NEONATAL JAUNDICE: UNRAVELING THE MULTIFACTORIAL CAUSES AND PREGNANCY-RELATED RISKS FOR OPTIMAL NEWBORN CARE

Dr. Shaik Parveen*, Shaistha Saba, Mariyam Fatima and Tehseena Begum

ABSTRACT

Neonatal jaundice is a common condition in newborns, primarily resulting from elevated bilirubin levels due to increased production, impaired conjugation, or defective excretion. This review comprehensively explores the underlying causes of neonatal jaundice, categorized into hemolytic, hepatic, obstructive, drug-induced, and miscellaneous factors. Hemolytic causes, including Rh and ABO incompatibility and genetic RBC disorders (e.g., G6PD deficiency, hereditary spherocytosis, pyruvate kinase deficiency), contribute to excessive bilirubin production due to increased RBC breakdown.
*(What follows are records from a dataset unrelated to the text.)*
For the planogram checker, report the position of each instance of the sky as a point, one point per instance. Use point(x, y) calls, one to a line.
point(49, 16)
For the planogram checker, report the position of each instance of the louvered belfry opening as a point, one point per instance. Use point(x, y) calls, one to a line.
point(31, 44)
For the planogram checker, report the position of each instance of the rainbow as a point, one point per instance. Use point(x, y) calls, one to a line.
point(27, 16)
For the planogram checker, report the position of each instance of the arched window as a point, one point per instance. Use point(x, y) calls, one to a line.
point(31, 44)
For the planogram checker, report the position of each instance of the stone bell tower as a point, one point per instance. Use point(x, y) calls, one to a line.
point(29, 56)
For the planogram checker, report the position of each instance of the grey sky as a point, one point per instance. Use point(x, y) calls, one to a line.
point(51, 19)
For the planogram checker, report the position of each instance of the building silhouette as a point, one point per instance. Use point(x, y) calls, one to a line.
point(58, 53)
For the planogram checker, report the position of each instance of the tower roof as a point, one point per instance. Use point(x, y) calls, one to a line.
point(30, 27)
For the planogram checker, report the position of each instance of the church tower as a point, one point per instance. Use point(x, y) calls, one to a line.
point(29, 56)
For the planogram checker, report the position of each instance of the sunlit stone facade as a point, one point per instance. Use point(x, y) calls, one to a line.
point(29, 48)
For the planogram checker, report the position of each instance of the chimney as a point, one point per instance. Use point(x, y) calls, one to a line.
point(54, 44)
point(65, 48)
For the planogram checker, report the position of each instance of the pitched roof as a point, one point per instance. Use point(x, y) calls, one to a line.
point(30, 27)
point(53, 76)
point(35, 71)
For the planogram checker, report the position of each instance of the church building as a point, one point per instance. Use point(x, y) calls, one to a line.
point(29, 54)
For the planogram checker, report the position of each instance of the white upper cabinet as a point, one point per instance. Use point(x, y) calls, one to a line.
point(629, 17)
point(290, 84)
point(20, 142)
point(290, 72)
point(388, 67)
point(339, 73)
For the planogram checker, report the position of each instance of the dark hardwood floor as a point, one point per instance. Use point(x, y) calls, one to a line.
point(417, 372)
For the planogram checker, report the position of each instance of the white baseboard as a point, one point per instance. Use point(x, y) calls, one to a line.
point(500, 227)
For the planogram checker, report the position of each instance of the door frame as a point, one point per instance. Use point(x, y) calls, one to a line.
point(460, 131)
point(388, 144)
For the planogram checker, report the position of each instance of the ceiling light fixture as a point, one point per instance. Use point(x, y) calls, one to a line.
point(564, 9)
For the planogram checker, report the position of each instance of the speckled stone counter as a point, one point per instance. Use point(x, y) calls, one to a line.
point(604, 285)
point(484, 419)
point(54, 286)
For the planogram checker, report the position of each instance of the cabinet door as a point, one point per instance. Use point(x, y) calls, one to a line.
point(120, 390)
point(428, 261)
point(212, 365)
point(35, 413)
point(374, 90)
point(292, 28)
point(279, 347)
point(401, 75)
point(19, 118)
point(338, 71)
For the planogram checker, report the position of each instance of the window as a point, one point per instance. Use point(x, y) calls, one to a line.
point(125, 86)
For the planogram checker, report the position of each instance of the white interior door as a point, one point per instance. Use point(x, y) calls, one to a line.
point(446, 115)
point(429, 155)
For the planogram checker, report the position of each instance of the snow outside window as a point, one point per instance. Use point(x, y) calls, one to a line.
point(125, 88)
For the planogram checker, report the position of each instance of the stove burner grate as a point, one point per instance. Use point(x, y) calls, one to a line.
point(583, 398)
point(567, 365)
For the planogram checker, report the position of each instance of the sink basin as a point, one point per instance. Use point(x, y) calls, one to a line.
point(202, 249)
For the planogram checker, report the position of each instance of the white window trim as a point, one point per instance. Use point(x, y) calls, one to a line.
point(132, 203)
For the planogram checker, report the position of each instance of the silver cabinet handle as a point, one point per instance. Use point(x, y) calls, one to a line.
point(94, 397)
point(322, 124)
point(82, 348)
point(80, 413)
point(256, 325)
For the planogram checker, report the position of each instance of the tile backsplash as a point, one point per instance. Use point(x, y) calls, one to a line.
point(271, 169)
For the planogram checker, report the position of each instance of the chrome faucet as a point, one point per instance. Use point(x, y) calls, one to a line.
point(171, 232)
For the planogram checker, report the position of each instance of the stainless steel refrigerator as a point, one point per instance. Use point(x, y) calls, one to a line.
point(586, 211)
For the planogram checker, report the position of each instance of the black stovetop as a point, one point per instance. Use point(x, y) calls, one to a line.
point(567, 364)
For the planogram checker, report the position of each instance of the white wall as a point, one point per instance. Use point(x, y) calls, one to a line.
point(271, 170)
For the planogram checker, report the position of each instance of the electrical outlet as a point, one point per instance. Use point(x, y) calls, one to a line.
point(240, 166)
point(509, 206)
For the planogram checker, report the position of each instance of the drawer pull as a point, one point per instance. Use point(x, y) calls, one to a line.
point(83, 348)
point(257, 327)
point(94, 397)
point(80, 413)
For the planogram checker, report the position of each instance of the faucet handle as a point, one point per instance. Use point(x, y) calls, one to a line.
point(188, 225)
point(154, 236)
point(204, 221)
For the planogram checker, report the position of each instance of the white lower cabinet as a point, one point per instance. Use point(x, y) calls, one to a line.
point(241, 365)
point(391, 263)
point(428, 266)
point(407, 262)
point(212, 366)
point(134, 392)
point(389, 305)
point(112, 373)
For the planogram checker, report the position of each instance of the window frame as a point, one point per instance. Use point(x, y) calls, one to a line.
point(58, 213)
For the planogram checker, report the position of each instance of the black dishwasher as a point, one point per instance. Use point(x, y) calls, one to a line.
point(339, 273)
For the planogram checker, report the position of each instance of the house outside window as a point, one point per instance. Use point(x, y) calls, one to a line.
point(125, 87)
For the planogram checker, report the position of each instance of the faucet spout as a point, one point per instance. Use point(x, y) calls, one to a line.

Hepatic causes, such as Crigler-Najjar and Gilbert syndromes, result from defective UDP-glucuronosyltransferase (UGT1A1) enzyme activity, leading to impaired bilirubin conjugation. Additionally, neonatal hepatitis (viral and metabolic causes) can further compromise bilirubin metabolism. Obstructive causes, including biliary atresia, choledochal cysts, and Alagille syndrome, interfere with bilirubin excretion, leading to direct hyperbilirubinemia. Drug-induced jaundice results from medications like sulfonamides and ceftriaxone, which displace bilirubin from albumin, increasing the risk of kernicterus. Overuse of oxytocin during labor and chloramphenicol toxicity can further impact bilirubin metabolism. Miscellaneous causes include prematurity, polycythemia, hypothyroidism, birth asphyxia, intrauterine growth restriction (IUGR), and breastfeeding-related jaundice. Preterm neonates are particularly vulnerable due to immature hepatic enzyme systems, whereas conditions like breast milk jaundice involve enterohepatic bilirubin recirculation.